Though her House seat was considered secure, the death of Henry Dworshak in July 1962 prompted Pfost to run for his seat in the U.S. Senate. She was the Democratic nominee in the special election, but was narrowly defeated 51%-49% by the appointed Republican incumbent, former Governor Len Jordan. The election took place shortly after the Cuban Missile Crisis of late October. Pfost's congressional seat was won by six points by Democrat Compton White, Jr. of Clark Fork, the 31-year-old namesake son of the late eight-term congressman. Idaho's other House seat also went to young Democrat, as Ralph Harding of Blackfoot, age 33, won a second term. Idaho's other U.S. Senate seat (class 3) was also on the ballot, with 38-year-old Democrat Frank Church of Boise re-elected to the second of four terms.

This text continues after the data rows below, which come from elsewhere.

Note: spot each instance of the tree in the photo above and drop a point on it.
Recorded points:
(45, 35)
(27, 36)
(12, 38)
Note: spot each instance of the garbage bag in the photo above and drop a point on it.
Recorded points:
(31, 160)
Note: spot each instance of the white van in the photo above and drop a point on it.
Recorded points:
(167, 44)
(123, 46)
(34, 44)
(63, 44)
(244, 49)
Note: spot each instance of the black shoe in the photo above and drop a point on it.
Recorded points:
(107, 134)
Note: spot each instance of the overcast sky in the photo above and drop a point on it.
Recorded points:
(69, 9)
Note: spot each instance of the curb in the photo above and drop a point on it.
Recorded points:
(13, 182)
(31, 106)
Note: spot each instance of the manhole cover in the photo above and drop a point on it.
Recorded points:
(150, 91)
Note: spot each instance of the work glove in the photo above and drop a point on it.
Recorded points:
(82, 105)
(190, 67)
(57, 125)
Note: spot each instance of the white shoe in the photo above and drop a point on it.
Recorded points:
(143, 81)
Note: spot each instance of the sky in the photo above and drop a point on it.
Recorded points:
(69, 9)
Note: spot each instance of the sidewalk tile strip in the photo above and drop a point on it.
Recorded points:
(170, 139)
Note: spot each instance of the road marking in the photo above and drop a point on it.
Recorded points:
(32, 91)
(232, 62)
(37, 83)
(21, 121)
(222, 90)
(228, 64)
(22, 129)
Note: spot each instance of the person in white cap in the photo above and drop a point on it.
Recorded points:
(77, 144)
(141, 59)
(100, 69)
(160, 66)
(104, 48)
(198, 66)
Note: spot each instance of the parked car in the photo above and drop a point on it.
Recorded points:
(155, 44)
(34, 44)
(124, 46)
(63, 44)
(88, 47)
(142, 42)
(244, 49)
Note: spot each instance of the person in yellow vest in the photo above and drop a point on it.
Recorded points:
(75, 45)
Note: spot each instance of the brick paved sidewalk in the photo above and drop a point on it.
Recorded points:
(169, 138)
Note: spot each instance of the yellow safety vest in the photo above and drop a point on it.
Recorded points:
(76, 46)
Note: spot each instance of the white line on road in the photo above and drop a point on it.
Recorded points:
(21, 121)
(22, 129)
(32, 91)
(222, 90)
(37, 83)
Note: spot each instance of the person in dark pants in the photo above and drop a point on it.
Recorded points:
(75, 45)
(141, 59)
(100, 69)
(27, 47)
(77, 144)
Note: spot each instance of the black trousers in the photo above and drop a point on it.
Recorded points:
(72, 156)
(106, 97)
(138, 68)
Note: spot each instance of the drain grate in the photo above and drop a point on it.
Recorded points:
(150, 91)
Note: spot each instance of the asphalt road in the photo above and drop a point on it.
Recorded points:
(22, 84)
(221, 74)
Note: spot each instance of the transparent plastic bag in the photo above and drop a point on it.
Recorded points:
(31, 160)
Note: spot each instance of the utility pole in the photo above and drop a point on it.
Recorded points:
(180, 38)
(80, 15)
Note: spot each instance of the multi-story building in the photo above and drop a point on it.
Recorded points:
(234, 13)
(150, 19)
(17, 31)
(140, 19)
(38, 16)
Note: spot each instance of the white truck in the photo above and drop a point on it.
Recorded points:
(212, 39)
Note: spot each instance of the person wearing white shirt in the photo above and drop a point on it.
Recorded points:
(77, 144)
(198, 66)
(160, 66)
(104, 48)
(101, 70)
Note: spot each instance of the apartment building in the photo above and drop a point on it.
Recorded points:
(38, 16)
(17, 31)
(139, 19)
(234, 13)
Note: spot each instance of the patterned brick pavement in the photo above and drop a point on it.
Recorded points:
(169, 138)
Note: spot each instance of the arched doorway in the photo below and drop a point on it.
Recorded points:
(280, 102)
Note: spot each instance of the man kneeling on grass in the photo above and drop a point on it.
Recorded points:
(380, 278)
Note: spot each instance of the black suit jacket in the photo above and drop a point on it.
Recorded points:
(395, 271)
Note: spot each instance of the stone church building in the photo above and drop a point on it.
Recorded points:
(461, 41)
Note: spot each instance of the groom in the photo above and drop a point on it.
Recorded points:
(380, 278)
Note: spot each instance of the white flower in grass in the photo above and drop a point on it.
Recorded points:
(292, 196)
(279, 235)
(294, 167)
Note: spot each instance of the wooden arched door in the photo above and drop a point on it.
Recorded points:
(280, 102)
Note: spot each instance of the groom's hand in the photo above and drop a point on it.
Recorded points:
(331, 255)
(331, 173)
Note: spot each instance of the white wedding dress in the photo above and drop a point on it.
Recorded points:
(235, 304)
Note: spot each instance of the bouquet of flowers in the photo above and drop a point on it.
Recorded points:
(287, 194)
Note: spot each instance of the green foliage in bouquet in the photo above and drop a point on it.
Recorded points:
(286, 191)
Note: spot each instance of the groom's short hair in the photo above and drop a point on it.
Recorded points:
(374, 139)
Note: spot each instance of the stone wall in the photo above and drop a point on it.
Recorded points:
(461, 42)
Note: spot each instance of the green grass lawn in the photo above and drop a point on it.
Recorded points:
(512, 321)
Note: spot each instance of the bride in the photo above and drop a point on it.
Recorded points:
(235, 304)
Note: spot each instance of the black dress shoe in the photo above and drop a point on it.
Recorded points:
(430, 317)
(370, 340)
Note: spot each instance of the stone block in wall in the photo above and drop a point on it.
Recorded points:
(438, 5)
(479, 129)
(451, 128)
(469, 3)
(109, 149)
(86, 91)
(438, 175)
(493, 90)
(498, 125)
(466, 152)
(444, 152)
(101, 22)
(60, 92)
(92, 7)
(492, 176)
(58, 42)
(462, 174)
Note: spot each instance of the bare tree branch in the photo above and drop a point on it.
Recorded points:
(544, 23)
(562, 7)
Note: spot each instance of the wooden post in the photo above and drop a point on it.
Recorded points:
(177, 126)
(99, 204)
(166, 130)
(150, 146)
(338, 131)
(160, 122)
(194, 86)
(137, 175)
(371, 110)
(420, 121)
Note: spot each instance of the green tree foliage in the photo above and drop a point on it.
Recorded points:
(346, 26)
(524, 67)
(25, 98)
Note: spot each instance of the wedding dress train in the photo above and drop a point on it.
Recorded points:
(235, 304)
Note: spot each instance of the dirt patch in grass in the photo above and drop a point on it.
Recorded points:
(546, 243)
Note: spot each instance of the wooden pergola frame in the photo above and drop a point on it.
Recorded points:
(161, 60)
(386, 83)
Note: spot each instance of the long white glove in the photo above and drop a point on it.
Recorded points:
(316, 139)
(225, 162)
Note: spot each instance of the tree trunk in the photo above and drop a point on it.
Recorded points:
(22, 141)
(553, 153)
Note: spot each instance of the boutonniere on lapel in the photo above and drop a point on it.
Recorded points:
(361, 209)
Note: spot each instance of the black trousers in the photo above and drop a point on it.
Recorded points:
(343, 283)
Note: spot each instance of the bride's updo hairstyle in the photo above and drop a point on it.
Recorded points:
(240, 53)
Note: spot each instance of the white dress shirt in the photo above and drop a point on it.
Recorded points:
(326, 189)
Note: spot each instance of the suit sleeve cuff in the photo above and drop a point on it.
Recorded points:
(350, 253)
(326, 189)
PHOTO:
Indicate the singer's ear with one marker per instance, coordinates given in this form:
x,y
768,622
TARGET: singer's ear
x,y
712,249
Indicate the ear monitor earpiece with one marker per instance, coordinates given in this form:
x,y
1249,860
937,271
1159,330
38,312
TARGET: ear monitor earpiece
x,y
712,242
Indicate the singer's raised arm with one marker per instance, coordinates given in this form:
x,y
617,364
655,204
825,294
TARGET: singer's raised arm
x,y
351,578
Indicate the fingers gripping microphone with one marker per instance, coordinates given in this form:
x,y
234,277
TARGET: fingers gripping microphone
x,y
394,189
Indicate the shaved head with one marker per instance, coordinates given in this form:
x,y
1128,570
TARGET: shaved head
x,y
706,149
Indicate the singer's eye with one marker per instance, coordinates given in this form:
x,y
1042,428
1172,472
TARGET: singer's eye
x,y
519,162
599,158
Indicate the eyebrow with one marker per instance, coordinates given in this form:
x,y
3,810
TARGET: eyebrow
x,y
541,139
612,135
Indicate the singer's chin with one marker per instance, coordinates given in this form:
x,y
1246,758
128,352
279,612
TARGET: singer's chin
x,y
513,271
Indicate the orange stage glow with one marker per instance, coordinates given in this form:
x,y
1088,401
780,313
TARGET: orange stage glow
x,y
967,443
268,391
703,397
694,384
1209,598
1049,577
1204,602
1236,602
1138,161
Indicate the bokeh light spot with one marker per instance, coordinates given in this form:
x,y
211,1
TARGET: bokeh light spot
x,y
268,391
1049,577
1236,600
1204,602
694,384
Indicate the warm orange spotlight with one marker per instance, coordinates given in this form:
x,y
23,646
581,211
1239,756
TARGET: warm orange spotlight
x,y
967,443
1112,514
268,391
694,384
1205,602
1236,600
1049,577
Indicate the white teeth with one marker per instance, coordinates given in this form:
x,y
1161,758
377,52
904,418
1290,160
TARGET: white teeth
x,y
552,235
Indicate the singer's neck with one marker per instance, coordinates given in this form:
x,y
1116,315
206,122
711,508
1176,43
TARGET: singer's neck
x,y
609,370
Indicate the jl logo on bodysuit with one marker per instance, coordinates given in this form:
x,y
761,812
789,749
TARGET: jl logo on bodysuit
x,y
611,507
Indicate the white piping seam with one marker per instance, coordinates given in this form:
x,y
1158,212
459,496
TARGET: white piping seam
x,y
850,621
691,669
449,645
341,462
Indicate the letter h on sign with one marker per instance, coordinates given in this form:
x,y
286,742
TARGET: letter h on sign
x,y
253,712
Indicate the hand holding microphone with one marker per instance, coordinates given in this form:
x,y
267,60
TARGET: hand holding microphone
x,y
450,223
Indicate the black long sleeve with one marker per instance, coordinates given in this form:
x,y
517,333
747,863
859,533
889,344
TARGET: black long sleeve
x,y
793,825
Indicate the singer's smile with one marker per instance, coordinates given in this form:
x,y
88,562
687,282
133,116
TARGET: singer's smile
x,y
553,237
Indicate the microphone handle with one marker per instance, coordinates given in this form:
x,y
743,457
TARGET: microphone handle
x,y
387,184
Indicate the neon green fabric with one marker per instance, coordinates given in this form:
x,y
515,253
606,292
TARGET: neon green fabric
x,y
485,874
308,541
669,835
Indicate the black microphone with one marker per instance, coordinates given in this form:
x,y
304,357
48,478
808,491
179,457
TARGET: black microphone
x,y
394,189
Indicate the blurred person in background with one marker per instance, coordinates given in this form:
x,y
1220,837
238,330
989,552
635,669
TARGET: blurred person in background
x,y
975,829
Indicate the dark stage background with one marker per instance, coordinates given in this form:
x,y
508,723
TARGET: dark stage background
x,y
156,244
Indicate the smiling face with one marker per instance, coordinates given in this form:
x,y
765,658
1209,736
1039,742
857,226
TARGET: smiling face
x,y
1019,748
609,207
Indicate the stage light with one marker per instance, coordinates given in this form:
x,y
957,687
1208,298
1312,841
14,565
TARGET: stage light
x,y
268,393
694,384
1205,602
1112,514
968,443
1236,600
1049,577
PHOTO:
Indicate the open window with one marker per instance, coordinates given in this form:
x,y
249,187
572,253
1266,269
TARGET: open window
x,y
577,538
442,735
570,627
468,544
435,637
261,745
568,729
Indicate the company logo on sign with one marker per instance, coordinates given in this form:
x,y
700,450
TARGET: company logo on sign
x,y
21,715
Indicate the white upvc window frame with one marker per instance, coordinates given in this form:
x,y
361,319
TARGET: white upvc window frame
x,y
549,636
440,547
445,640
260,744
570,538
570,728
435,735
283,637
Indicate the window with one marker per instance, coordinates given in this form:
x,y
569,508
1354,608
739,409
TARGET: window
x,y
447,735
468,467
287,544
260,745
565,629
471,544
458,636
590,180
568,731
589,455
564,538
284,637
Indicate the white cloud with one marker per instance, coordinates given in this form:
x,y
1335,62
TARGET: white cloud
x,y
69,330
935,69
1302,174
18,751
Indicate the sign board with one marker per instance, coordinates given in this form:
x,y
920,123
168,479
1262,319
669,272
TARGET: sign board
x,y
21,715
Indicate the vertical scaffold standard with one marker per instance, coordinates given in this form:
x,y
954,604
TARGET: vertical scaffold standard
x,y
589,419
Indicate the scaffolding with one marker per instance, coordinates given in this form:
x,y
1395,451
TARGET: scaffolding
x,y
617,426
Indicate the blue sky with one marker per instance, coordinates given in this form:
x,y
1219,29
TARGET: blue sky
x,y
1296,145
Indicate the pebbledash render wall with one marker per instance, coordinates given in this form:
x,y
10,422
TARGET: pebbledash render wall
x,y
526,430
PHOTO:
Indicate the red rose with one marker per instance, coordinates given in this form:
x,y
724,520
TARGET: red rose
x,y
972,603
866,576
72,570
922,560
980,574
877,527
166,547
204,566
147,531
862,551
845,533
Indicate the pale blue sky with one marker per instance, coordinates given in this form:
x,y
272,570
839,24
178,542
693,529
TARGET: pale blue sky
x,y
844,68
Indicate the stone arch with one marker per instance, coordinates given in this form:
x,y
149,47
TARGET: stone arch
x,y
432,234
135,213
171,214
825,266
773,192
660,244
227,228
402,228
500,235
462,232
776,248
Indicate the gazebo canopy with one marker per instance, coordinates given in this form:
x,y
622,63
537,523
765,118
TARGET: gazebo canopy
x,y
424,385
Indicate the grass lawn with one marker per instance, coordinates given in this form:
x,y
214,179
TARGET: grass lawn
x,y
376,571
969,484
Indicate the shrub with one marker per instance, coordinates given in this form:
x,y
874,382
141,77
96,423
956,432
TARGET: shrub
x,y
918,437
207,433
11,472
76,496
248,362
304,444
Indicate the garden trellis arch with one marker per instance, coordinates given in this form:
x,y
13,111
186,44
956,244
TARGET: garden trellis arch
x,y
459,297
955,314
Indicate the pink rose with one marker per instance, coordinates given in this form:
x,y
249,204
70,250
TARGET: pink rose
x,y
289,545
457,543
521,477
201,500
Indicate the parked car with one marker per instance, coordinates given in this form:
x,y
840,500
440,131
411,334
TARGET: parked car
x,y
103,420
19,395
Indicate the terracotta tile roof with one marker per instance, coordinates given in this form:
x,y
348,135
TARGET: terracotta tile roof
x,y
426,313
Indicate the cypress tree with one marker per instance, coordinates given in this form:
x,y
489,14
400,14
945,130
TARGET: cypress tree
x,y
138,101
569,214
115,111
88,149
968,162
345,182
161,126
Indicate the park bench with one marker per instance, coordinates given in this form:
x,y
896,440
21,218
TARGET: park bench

Through 2014, Dworshak's seat (class 2), earlier held by William Borah, has been continuously held by Republicans for over 65 years, since October 1949, and Idaho has yet to elect a woman to the U.S. Senate.

Source:

Death

After leaving the House in 1963, Pfost remained in Washington and worked in the Federal Housing Administration as a special assistant on housing for the elderly. She was hospitalized in Washington with pneumonia in October and a few months later at Johns Hopkins Hospital in Baltimore, Maryland. Later diagnosed with Hodgkin's disease, Pfost was admitted to Johns Hopkins Hospital several times in 1965, and died there on August 11 at age 59.

Pfost's husband Jack (1883–1961) died of a heart attack four years earlier, at her Washington office during her last term in Congress. They did not have children and are buried at Meridian Cemetery in Meridian, Idaho, near her parents, William L. and Lily E. Wood Bowers, and other family members.